The present invention relates to liquid-cooled disc brakes incorporated in wheels of automobiles, particularly wheels of large-sized vehicles such as motor trucks and buses, and the invention is used for stably braking such large-sized vehicles running at high speeds.
With the spread of a network of highways, disc brakes are more commonly used as brakes of automobiles because, as compared with drum brakes, the disc brakes can offer high heat radiation efficiency and also obtain stable braking force. The diffusion of disc brakes is observed in the field of not only passenger cars but also large-sized vehicles such as buses and motor trucks, particularly sightseeing buses and long-distance motor trucks, which often utilize superhighways. However, disc brakes for use in such large-sized vehicles are to meet brake requirements more severe than those intended for passenger cars, and any disc brake for use in a passenger car, provided its size only is increased, may have heat insufficiently radiated depending on braking conditions, thus lowering the braking force.
For that reason, there has been proposed, as disclosed in Japanese Patent Application (OPI) No. 107132/80, a disc brake designed to give off, by means of liquid, heat generated by the friction between rotors and stators constituting the disc brake when the brake force is applied to the brake.
FIG. 4 shows the construction of a conventional liquid-cooled disc brake.
As shown in FIG. 4, a hub 4 is fitted via a spline mating portion 3 to an end of an axle shaft 2 passing through an axle housing 1 fixed to a vehicle body. The hub 4, together with the axle shaft 2, is rotatable with respect to the axle housing 1.
A plurality of rotors 8 set apart from each other are unrotatably fitted to the outer peripheral surface of an annular braking part 7 anchored with a stud 5 and a nut 6, the rotors 8 being movable with respect to the axle shaft 2.
A caliper 9 surrounding the whole perimeter of the rotors 8 is fixed in the proximity of the braking part 7. The caliper 9, substantially U-shaped in section with its inner peripheral side being open, is provided with an annular support wall 11 secured by a bolt 10 and a nut 12 to the outer peripheral face of the housing, and with an annular cubic body L-shaped in section and fixed close to the outer periphery of the support wall 11. Each support wall 11 of the cubic body 13 thus formed is used to hold the rotors 8 in between first and second annular walls 14, 15.
The outer edges of annular stators 19 set apart from each other are respectively fitted to the inner peripheral surface of a short cylindrical outer peripheral wall 18 for communicating the outer peripheral edges of both the annular walls 14, 15 with each other.
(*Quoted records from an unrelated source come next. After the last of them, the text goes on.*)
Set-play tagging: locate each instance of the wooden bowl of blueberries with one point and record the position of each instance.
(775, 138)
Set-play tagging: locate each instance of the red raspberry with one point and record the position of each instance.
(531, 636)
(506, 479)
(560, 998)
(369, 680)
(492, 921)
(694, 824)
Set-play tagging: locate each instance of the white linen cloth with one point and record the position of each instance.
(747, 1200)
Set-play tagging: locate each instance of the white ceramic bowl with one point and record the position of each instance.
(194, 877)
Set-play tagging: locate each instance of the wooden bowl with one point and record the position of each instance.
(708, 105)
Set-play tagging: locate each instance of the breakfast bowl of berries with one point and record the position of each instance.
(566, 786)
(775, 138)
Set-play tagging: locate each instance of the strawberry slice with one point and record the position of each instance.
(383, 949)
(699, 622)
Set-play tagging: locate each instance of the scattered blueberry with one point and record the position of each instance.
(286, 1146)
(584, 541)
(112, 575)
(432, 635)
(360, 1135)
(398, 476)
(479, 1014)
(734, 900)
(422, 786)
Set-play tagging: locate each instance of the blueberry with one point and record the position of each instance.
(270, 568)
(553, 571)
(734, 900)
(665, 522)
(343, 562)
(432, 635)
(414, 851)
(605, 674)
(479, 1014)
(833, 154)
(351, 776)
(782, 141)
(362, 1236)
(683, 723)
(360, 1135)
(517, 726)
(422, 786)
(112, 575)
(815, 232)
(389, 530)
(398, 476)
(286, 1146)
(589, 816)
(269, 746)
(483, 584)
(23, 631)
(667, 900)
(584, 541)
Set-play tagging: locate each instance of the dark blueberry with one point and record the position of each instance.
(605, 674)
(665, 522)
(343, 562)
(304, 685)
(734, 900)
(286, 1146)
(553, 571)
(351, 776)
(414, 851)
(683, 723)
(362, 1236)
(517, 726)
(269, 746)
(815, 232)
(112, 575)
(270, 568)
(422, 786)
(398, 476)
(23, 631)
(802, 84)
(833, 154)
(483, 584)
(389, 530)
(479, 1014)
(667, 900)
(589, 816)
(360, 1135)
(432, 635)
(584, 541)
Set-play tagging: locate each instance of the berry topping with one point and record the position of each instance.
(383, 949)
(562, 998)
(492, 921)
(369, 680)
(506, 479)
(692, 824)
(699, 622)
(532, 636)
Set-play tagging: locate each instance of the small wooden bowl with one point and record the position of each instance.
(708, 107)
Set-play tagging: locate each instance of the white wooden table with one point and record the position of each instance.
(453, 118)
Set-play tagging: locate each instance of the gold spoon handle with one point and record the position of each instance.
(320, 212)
The stators 19 are respectively inserted in between the rotors, the end of an annular piston 17 as described later and the rotor 8, or between the rotor 8 and a spacer 47 fitted to the inner surface of the second annular wall 15.
An annular cylinder 16 is fitted to the first annular wall 14 formed with a portion close to the outer periphery of the support wall 11 so that the cylinder 16 opens to the inner face of the first annular wall 14. The annular piston 17 is fitted into the cylinder 16. The piston 17 projects toward the rotors 8 when hydraulic oil is supplied to the cylinder 16.
In a middle portion of the housing 1 matching with the inner periphery of a space 20 enclosed by three walls consisting of the first and second annular walls 14, 15 and the outer peripheral wall 18, there is provided an oil supply channel 21 communicating the inside of the housing 1 with the space 20, whereas an oil discharge channel 22 is formed in the outer peripheral wall 18 to partition the outer periphery of the space 20 and to communicate the inside with the outside of the space 20. An oil supply pipe 23 communicates the oil discharge channel 22 with the housing 1.
The inner peripheral edges of the rotors 8 respectively engage with the outer peripheral surface of the braking part 7, whereas the outer peripheral edges of the stators 19 respectively engage with the inner peripheral surface of the outer peripheral wall 18. In addition, grooves 24, 25 for distributing cooling oil are formed so that the cooling oil reaching the inner peripheral portions of the stators 19 via through-holes 26 formed in the braking part 7 flows through the stators 19 and the rotors 8 and reaches the oil discharge channel 22.
When the conventional liquid-cooled disc brake thus constructed is used to brake an automobile, hydraulic oil is applied to the cylinder 16 installed in the support wall 11 to urge the piston 17 fitted into the cylinder 16 toward the rotors 8. The piston 17 is pushed to narrow the space between the end face of the piston 17 and the inner face of the second annular wall 15 and causes the rotors 8 rotating together with the wheel and the stators 19 to rub against one another. The brake operation for stopping the rotation of wheel is thus performed.
In the case of the conventional liquid-cooled disc brake thus constructed and functioning, however, cooling oil always flows in between the rotors 8 rotated together with the wheels and the unrotatable stators 19, so that the braking parts composed of the rotors 8 and the stators 19 function as a sort of fluid coupling. Consequently, the resistance resulting from the rotation of the axle shaft 2 even during the time the brake force is not applied causes a bad influence on not only the power performance but also fuel consumption rate of the vehicle.